Bu sözlerin ardından Kaptan'ın bakışları bir anda ona yöneldi ve bir süre bekledikten sonra sakince konuşmasına devam etti.
  ---- Bu güne kadar söylediklerinize ve davranışlarınıza karşı en ufak bir şüphem asla olmadı Aleksy fakat her türlü duruma hazırlıklı olup tedbir almak zorundayız. Lütfen sizin için hazırlattığım bu kıyafetleri giyin ve en kısa zamanda da aramıza katılın. Çok geçmeden yola çıkmış oluruz,dedi ve adamlarına ellerinde ki torbaları bırakmalarını işaret etti. Ardından alelade bir baş selamı verip, iki adamını bizimle bıraktıktan sonra girdiği gibi hızlıca kulübeden çıktı ve köy meydanına doğru yöneldi.

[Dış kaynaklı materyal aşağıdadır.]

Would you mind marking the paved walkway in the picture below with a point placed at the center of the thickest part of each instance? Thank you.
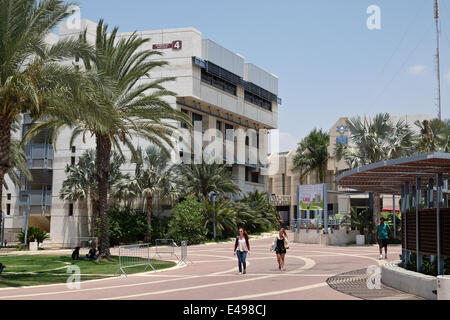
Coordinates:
(214, 275)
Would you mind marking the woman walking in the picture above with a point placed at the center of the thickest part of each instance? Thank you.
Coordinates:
(242, 248)
(279, 245)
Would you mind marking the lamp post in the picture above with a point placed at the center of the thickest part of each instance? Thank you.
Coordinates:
(213, 196)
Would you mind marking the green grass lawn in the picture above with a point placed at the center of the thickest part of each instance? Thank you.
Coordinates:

    Davranışlarına ve tepkilerine bakılırsa bu göreve olması gerekenden çok daha fazla önem veriyordu ve sadece bu durum bile beni tedirgin etmeye yetiyordu. Ya gerçekten babamın hatırasına büyük saygı duyuyordu ya da özellikle kendi için başka planları vardı.